For instance, the data and existing models give sales and service teams opportunities to notify existing customers about the need to service their equipment before a frosty winter or imminent storm. PowerInsights also incorporates a licensed external service to determine when and where power outages occur.
“We have integrated power outage data as well so [our sales and marketing team] can overlay our assets when a power outage occurs in a particular part of the country and reach out to people to see if they’re interested in a generator,” Dickson says.
Dickson’s team wrote one AI model, for example, that was released to a small subset of its dealer network “to predict when they could potentially win more business for us both,” he says, adding that Generac’s work with Databricks has furthered the company’s journey into predictive modeling.
For example, one PowerInsights model predicts the potential path of a power outage based on the path of an incoming hurricane and alerts customers to ensure their systems are serviced. Another model identifies customers living in bordering states who may want to purchase a power supply system.
Milan-based IDC analyst Roberta Bigliani sees great promise in Generac’s digital platform. The “intelligent and predictive strategies” enabled by PowerInsights “help the OEM improve its products and go-to-market,” Bigliani says. “IoT and AI can provide a precious feedback loop to the design and engineering function to improve design or component sourcing based on usage and failure modes or go to market in a more effective way by targeting disaster-relief organizations or boosting supply to disaster areas.”
Driving success
During Dickson’s brief tenure, Generac has increased its IT team by nearly 30% and upskilled its IT staff on Azure and Databricks technologies with help from Microsoft.

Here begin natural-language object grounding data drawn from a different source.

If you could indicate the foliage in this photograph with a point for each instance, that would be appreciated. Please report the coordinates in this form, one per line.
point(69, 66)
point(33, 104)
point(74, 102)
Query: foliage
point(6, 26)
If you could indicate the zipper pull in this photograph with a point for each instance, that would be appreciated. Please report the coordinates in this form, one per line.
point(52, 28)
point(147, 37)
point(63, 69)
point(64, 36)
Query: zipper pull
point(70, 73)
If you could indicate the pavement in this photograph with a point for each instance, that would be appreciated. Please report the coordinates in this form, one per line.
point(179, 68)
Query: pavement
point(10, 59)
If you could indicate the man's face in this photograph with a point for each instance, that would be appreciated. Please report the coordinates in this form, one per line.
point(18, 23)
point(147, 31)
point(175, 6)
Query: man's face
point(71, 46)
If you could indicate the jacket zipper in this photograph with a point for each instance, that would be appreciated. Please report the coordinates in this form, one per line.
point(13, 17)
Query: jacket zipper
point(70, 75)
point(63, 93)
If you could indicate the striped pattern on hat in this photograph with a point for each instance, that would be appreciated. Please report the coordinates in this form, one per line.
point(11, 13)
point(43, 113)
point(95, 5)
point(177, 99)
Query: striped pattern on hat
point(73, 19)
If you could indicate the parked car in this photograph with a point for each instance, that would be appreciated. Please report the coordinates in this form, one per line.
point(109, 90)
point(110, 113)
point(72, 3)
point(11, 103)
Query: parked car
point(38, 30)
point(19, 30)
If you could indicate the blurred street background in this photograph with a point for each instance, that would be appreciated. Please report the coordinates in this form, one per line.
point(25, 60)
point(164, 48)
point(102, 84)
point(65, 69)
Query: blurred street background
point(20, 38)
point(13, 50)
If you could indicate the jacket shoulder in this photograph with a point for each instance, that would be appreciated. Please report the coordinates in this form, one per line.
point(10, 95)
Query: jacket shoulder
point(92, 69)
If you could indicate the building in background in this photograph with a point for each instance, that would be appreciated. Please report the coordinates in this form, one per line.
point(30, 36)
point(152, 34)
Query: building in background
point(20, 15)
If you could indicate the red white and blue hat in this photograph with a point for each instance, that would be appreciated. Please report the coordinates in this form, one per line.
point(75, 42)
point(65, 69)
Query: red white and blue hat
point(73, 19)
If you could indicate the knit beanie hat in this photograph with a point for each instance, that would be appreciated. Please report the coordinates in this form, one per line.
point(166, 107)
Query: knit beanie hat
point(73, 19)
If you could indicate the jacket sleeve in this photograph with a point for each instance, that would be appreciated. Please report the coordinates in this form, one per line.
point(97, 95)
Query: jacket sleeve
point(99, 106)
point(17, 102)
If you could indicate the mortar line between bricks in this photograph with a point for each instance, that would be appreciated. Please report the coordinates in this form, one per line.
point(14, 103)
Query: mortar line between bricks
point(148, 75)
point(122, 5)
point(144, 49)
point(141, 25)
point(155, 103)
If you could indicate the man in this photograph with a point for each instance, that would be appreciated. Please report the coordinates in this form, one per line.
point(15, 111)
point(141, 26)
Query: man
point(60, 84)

The company currently employs three data scientists and is training more for future generative AI applications, the CIO says.
“I used my partnership with Microsoft to upskill my IT team,” Dickson says. “I joined during COVID, and I didn’t have any talent pipeline. I was new to town.”
Dickson’s ambitious data collection and AI strategy combined with an upskilled IT workforce and a CEO and C-suite who were open to Dickson’s recommendations were all pivotal factors leading to success, the CIO says. Also vital has been the fact that the IT team under his leadership reports directly to the CEO, Dickson notes.
PowerInsights appears to be having an impact, though Dickson was reluctant to share specific financial information about its contribution to the bottom line.
Still, when Dickson joined in August 2020, Generac was a $2.2 billion company. By the end of 2022, the company’s reported revenue was $4.6 billion.
IDC’s Bigliani and her colleague Jean-François Segalotto see Generac exemplifying several trends in the energy equipment space: “servitization” (aka selling outcomes as a service) as well as intelligent and predictive strategies.
“OEMs have shifted from competing only on products to competing on services,” she says. “Generac and some of their competitors in the power generators space have invested in digital capabilities mainly IoT, AI, and AR that enable them to move from a reactive [strategy], such as break-fix, to a proactive service that includes, for example, predictive or prescriptive maintenance, or even remote support via AR applications.”